Excuse this being off-topic, but as so many of us travel, I thought this would be of interest to most readers.
The U.S. State Department says all U.S. passports issued starting in
October 2006 will contain RFID chips.
By Paul Prince / RFID Journal
Oct. 25, 2005 - The U.S. State Department issued its final rules today
specifying its plans to issue electronic passports (e-passports) containing
RFID tags. The department says it intends to begin its e-passport program
in December. The first stage will be a pilot program in which e-passports
will be issued to government employees using official or diplomatic
passports for government travel. This pilot, the department says, will
permit field-testing prior to the first issuance to the American traveling
public, early next year. By October 2006, all U.S. passports, with the
exception of a small number of emergency passports issued by U.S. embassies
or consulates, will contain RFID tags.
The final rule incorporates amendments resulting from comments to a
proposed rule originally published in the Federal Register on Feb. 18. The
State Department says it received a total of 2,335 comments regarding its
proposal to introduce e-passports. The department categorized 98.5 percent
of the comments as negative, 1 percent as positive and 0.5 percent as
neutral. Regarding issues raised by those comments, the department says
2,019 expressed security and/or privacy concerns; 171 raised general
objections to the use of the data chip and/or RFID; 85 expressed general
objections to the use of electronic passports; 52 listed general technology
concerns; and 8 focused on religious issues. The comments are available for
review at the travel.state.gov section of the department's Web site.
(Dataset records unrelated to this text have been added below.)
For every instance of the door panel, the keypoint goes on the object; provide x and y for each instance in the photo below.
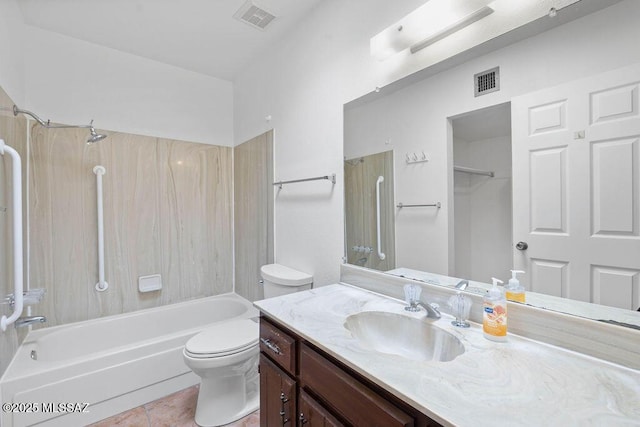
(576, 188)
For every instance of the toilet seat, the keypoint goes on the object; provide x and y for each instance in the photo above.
(223, 339)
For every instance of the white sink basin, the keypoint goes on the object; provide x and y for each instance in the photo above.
(404, 336)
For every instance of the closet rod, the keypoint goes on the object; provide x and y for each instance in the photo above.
(473, 171)
(431, 205)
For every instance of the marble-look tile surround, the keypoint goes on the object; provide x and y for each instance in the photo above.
(167, 210)
(177, 409)
(13, 131)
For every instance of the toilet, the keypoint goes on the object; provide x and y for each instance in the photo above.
(280, 280)
(225, 356)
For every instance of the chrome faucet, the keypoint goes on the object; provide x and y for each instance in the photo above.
(462, 285)
(412, 297)
(30, 320)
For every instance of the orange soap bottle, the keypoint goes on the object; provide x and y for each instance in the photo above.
(494, 316)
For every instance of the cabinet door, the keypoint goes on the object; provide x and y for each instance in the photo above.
(277, 396)
(313, 414)
(351, 399)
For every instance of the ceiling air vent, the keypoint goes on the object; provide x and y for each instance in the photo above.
(487, 81)
(251, 14)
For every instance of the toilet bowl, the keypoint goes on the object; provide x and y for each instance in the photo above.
(225, 356)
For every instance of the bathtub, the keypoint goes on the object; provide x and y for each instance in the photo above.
(112, 364)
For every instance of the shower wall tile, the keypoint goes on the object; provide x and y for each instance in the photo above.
(196, 217)
(253, 215)
(13, 130)
(167, 210)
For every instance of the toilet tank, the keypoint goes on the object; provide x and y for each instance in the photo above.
(280, 280)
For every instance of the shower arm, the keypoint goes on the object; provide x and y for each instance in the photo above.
(48, 124)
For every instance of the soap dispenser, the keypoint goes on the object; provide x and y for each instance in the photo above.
(515, 291)
(494, 315)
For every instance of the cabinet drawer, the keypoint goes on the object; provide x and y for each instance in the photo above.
(351, 399)
(278, 345)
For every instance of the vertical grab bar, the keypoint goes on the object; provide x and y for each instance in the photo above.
(102, 285)
(381, 255)
(17, 235)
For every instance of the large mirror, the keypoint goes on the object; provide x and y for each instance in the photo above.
(540, 175)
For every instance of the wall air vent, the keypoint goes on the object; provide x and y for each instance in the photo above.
(487, 81)
(251, 14)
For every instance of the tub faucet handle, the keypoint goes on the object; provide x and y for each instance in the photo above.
(412, 296)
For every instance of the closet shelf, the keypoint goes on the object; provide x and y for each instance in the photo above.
(473, 171)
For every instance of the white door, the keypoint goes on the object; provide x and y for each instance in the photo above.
(576, 189)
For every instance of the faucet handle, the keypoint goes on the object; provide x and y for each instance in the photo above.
(412, 293)
(461, 306)
(412, 296)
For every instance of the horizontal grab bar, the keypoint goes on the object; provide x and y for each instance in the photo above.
(331, 178)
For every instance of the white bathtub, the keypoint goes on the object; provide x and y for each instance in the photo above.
(113, 364)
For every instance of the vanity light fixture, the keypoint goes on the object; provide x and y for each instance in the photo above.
(433, 21)
(452, 28)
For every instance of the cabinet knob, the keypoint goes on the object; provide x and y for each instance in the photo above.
(271, 346)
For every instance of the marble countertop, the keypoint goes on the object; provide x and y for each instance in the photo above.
(517, 383)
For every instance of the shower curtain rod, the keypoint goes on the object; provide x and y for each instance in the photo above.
(93, 137)
(47, 124)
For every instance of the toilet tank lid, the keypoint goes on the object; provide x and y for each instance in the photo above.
(283, 275)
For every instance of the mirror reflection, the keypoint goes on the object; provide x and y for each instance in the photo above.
(541, 178)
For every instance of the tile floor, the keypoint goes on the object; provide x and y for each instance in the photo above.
(175, 410)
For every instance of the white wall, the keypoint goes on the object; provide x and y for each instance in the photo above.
(483, 210)
(305, 82)
(11, 50)
(72, 81)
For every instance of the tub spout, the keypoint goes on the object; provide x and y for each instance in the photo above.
(30, 320)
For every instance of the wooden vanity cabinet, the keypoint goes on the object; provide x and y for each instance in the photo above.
(298, 378)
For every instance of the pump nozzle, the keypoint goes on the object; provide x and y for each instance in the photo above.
(495, 292)
(515, 272)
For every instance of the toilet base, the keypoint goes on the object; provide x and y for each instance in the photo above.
(223, 400)
(216, 409)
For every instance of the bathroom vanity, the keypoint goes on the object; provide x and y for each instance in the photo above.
(314, 371)
(300, 384)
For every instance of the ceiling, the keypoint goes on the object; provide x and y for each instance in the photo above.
(196, 35)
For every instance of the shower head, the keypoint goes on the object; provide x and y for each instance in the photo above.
(95, 137)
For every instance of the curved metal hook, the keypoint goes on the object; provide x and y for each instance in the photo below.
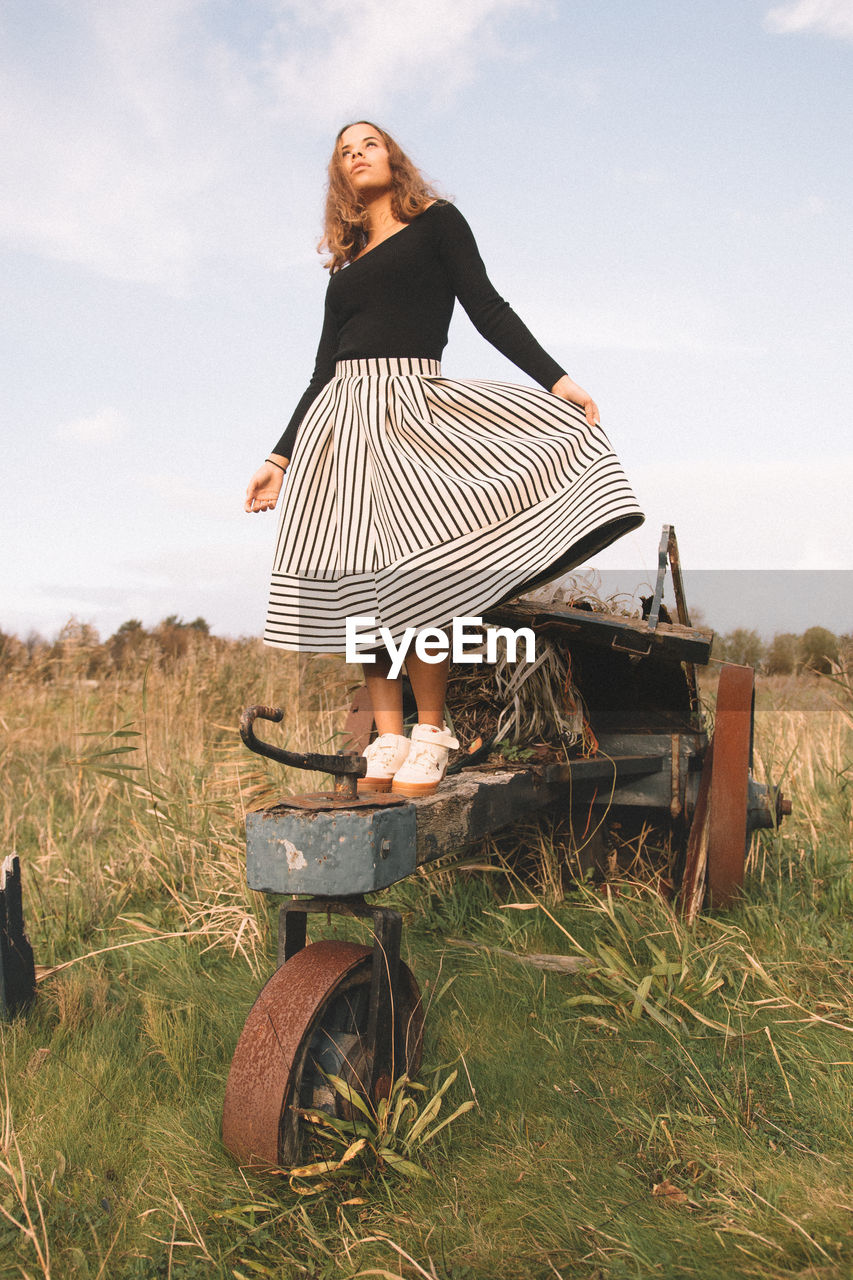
(340, 766)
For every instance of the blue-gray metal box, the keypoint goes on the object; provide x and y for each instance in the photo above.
(329, 851)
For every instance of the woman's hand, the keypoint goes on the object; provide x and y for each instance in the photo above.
(570, 391)
(265, 487)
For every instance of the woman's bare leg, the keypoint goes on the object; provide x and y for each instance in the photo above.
(429, 686)
(386, 694)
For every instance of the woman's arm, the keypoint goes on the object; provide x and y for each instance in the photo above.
(323, 373)
(495, 318)
(267, 483)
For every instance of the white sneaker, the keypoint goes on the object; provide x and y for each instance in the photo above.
(384, 757)
(427, 760)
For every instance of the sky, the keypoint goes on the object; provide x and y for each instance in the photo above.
(661, 190)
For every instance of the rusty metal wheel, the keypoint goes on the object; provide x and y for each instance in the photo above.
(719, 836)
(309, 1019)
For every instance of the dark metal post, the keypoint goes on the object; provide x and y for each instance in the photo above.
(17, 967)
(292, 931)
(387, 932)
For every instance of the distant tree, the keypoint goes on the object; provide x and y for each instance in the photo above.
(12, 652)
(783, 653)
(127, 641)
(819, 650)
(743, 647)
(845, 652)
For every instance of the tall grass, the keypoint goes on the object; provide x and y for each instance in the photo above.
(676, 1104)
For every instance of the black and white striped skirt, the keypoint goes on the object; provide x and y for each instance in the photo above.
(414, 498)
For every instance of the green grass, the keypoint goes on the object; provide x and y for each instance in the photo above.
(678, 1107)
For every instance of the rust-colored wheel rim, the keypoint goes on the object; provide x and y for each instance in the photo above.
(730, 784)
(308, 1019)
(716, 850)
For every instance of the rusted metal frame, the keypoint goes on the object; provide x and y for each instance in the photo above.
(682, 612)
(345, 768)
(662, 556)
(387, 933)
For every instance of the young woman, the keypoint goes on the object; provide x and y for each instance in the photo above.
(414, 498)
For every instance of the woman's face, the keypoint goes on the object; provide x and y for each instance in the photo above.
(364, 159)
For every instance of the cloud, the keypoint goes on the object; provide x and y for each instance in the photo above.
(101, 428)
(141, 140)
(336, 59)
(826, 17)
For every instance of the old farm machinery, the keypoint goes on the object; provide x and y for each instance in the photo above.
(349, 1010)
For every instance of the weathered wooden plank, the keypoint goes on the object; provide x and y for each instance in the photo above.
(669, 640)
(474, 804)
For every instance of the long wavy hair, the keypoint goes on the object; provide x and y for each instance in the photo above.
(345, 232)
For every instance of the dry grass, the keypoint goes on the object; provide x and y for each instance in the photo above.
(675, 1106)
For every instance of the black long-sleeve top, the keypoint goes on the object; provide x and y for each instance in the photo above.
(398, 298)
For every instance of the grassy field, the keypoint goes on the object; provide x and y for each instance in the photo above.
(678, 1107)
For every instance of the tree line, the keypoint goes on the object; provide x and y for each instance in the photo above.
(817, 649)
(80, 652)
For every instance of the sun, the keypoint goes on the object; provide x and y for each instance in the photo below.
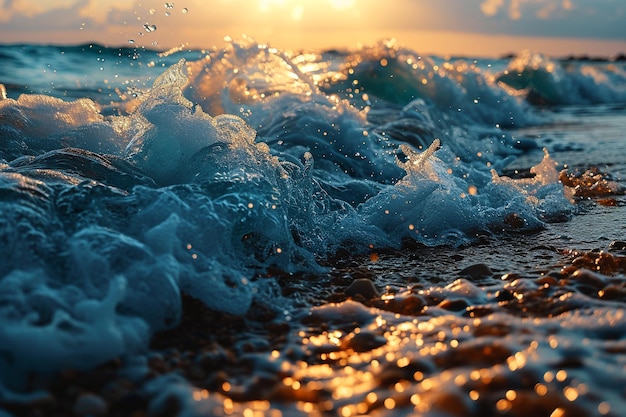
(298, 7)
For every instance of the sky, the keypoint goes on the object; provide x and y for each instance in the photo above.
(470, 27)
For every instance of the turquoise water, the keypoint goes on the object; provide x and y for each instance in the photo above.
(241, 192)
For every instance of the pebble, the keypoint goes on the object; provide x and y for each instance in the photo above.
(88, 404)
(363, 287)
(476, 271)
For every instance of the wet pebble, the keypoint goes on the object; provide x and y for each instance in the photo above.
(363, 287)
(362, 342)
(88, 404)
(476, 271)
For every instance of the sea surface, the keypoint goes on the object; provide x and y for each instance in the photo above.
(249, 231)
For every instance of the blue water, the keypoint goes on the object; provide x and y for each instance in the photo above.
(131, 178)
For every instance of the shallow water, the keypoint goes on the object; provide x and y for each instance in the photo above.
(247, 231)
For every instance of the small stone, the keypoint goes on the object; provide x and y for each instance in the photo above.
(476, 271)
(363, 287)
(88, 404)
(362, 342)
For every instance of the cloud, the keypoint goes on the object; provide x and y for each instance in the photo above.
(491, 7)
(100, 10)
(517, 9)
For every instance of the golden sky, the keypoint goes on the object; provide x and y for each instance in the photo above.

The chip used in the e-passports will comply with the ISO 14443 RFID
specification and contain the same information as a passport's data page -
the passport holder's name, nationality, gender, date of birth, place of
birth and digitized photo. The chip will also contain the passport number,
issue date, expiration date and type of passport. The ISO 14443
specification permits chips to be read when an e-passport is placed within
approximately 10 centimeters of an RFID interrogator (reader).
Of all objections the department received regarding its plans, the
overwhelming majority expressed concern over the potential for skimming
and/or eavesdropping. Skimming is the act of creating an unauthorized
connection with an RFID tag in order to gain access to its data.
Eavesdropping is the interception of the electronic communication session
between an RFID tag and an authorized reader.
To prevent skimming, the department will add shielding material to the
passport's front cover and spine. The material is supposed to make the
e-passport's RFID tag unreadable as long as its cover is closed or nearly
closed. The department will also implement Basic Access Control (BAC),
which functions as a Personal Identification Number (PIN) in the form of
characters printed on the passport data page. Before a passport's tag can
be read, this PIN must be inputted into an RFID reader. The BAC also
enables the encryption of any communication between the chip and
To ensure that U.S. e-passports are interoperable with other nations'
systems, the document's embedded RFID chip will comply with specifications
developed by the International Civil Aviation Organization (ICAO). The ICAO
specification requires a minimum capacity of 32 kilobytes of memory for
storing data on the chip, whereas the U.S. government has opted for a chip
with 64 kilobytes of memory to allow for the potential storage of
additional data or biometric indicators such as fingerprints or iris scans,
sometime in the future. Before the department adds additional data or
biometric identifier other than a digitized photograph, however, it says it
will seek public comment through a new rule-making process.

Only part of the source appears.